Classifier: Typing :: Typed
Requires-Python: >=3.11
Requires-Dist: lxml>=5.0
Requires-Dist: rfc8785>=0.1
Provides-Extra: aws
Requires-Dist: boto3>=1.34; extra == 'aws'
Provides-Extra: client
Requires-Dist: httpx>=0.27; extra == 'client'
Provides-Extra: dev
Requires-Dist: hypothesis>=6.100; extra == 'dev'
Requires-Dist: mypy>=1.10; extra == 'dev'
Requires-Dist: pydantic>=2; extra == 'dev'
Requires-Dist: pytest-asyncio>=0.23; extra == 'dev'
Requires-Dist: pytest-cov>=5.0; extra == 'dev'
Requires-Dist: pytest>=8.0; extra == 'dev'
Requires-Dist: python-stdnum>=1.20; extra == 'dev'
Requires-Dist: ruff>=0.5; extra == 'dev'
Requires-Dist: types-boto3>=1.0.2; extra == 'dev'
Requires-Dist: xsdata-pydantic>=24; extra == 'dev'
Requires-Dist: xsdata[cli]>=24; extra == 'dev'
Provides-Extra: digital
Requires-Dist: pydantic>=2; extra == 'digital'
Requires-Dist: xsdata-pydantic>=24; extra == 'digital'
Provides-Extra: docs
Requires-Dist: furo>=2024.1; extra == 'docs'
Requires-Dist: myst-parser>=3.0; extra == 'docs'
Requires-Dist: sphinx-autodoc2>=0.5; extra == 'docs'
Requires-Dist: sphinx>=7.0; extra == 'docs'
Requires-Dist: sphinxcontrib-openapi>=0.8; extra == 'docs'
Description-Content-Type: text/markdown

# eidr — Official Python SDK for the Entertainment Identifier Registry

[![PyPI](https://img.shields.io/pypi/v/eidr.svg)](https://pypi.org/project/eidr/)
[![Python](https://img.shields.io/pypi/pyversions/eidr.svg)](https://pypi.org/project/eidr/)
[![License](https://img.shields.io/badge/license-Apache--2.0-blue.svg)](LICENSE)
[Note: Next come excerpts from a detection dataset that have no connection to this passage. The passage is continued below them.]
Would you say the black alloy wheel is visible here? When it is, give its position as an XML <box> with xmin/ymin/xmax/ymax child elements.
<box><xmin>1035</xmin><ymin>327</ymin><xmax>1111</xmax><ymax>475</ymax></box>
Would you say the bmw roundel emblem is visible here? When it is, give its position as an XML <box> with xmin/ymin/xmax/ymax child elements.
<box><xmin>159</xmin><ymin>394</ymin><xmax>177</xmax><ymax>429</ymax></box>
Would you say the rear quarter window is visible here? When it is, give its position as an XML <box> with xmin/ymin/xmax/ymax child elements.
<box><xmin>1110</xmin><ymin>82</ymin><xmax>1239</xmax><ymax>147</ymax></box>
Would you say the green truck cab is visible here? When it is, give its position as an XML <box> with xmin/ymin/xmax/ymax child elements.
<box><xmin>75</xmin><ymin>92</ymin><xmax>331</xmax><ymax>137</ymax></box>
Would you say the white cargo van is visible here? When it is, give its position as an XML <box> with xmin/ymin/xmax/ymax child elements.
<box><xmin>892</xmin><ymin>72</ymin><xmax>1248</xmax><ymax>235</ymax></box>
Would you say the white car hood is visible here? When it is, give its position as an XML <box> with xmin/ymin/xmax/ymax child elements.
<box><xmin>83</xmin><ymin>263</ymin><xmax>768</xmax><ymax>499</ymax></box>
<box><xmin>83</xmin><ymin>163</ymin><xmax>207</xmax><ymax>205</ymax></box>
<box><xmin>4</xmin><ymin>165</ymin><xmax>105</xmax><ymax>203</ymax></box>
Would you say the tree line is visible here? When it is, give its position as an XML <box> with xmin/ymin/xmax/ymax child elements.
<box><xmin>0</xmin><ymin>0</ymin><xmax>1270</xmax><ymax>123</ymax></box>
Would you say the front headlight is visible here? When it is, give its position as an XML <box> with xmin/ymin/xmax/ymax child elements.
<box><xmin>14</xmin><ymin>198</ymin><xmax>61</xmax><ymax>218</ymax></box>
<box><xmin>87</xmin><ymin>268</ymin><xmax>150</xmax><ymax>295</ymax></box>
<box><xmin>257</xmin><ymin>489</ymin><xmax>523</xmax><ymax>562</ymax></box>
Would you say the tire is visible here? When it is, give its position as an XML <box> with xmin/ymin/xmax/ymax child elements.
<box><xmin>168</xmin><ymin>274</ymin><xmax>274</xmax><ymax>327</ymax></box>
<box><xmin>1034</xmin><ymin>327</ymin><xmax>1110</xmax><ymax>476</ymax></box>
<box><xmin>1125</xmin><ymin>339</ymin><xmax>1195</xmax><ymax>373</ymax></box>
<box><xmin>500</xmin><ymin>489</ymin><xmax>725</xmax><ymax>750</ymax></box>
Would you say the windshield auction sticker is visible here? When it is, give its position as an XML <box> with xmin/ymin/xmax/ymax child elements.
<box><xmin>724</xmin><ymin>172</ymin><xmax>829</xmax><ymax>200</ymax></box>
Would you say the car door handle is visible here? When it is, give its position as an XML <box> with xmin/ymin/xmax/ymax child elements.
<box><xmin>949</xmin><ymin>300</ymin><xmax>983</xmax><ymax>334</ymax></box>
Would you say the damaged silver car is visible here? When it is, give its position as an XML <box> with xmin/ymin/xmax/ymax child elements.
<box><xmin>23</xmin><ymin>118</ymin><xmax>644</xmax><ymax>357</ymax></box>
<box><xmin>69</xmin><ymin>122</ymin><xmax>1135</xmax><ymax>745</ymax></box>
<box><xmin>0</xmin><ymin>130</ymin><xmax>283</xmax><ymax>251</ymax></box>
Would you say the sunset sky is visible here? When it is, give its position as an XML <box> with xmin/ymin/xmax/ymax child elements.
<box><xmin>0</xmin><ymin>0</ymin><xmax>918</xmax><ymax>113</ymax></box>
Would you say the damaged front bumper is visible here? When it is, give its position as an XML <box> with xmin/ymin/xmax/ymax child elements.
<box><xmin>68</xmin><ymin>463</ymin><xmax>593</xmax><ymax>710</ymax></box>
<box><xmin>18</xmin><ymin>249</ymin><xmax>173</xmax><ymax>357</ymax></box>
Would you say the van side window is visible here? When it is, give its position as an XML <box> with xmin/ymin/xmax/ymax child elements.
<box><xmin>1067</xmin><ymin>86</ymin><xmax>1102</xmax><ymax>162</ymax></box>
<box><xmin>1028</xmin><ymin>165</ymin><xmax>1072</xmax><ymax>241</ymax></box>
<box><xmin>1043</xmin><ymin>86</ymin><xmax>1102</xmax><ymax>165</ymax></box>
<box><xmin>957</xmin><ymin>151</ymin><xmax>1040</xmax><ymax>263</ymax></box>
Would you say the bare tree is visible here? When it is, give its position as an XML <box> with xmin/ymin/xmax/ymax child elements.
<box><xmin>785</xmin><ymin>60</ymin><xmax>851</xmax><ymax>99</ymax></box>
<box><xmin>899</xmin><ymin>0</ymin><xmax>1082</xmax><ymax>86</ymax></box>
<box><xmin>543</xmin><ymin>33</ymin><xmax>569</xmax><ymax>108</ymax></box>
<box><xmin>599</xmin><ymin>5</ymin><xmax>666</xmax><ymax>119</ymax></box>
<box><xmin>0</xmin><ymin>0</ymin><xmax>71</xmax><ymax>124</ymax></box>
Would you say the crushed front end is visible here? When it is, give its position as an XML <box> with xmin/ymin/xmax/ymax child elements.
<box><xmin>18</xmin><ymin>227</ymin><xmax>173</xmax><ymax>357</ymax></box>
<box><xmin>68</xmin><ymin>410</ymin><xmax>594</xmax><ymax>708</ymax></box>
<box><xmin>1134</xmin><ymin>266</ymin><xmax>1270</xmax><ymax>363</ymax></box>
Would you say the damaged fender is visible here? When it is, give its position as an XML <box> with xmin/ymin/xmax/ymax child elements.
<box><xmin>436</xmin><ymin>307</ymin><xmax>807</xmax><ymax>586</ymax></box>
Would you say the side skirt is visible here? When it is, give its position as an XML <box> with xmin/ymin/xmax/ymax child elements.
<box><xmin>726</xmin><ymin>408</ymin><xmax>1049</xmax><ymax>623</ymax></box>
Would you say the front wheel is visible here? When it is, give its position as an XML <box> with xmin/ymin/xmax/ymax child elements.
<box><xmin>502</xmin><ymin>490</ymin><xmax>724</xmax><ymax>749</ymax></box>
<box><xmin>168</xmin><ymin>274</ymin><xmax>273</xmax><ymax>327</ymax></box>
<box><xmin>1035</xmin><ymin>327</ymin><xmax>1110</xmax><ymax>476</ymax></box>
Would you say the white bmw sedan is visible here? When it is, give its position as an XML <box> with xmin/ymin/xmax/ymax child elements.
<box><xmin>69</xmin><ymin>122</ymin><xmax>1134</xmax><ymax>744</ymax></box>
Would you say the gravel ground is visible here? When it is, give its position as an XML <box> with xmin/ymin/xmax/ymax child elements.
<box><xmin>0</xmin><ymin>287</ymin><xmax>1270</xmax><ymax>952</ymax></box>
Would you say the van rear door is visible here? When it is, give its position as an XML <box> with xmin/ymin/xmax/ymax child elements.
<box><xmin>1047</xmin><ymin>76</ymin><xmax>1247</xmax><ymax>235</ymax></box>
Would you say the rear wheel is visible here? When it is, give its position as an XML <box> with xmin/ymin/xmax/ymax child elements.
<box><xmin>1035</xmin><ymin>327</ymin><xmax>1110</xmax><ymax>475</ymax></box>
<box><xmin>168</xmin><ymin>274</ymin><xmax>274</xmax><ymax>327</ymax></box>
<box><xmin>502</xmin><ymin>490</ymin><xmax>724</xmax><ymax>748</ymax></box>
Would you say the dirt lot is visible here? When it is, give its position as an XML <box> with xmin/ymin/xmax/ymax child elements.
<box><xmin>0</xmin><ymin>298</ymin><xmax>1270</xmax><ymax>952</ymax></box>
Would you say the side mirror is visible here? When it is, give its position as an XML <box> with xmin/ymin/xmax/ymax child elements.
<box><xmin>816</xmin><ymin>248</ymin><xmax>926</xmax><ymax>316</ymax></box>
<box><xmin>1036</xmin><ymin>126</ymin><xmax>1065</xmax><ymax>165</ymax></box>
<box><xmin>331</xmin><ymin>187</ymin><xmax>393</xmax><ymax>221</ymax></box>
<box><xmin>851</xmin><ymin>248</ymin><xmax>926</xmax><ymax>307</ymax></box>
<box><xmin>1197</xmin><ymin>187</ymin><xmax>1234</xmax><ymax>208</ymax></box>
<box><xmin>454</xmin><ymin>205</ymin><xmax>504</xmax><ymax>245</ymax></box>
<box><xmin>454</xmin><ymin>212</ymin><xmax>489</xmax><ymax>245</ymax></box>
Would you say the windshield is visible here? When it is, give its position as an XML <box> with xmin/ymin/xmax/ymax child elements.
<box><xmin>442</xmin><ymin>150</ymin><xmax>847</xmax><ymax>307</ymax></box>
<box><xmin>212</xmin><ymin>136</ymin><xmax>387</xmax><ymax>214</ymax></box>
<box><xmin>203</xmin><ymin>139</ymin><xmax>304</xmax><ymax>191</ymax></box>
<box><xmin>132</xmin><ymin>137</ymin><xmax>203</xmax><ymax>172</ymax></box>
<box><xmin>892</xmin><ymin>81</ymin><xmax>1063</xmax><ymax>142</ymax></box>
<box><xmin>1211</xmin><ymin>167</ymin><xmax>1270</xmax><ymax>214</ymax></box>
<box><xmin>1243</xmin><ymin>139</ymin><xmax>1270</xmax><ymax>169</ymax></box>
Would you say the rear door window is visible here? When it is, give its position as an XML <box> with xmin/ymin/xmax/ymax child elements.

`eidr` is the official Python SDK for the
[Entertainment Identifier Registry](https://eidr.org). It provides
typed, ergonomic access to EIDR's Content, Party, and Video Service
ID registries over the native XML REST API.

> **Status:** `0.1.0rc1` — first release candidate. The public API
> contract documented in [STABILITY.md](STABILITY.md) takes effect
> at this release; remaining changes before `1.0.0` are limited to
> release-blocking defect corrections. See
> [CHANGELOG.md](CHANGELOG.md) for what's new and the
> [STABILITY.md](STABILITY.md) "Breaking changes by version"
> section if upgrading from a beta release.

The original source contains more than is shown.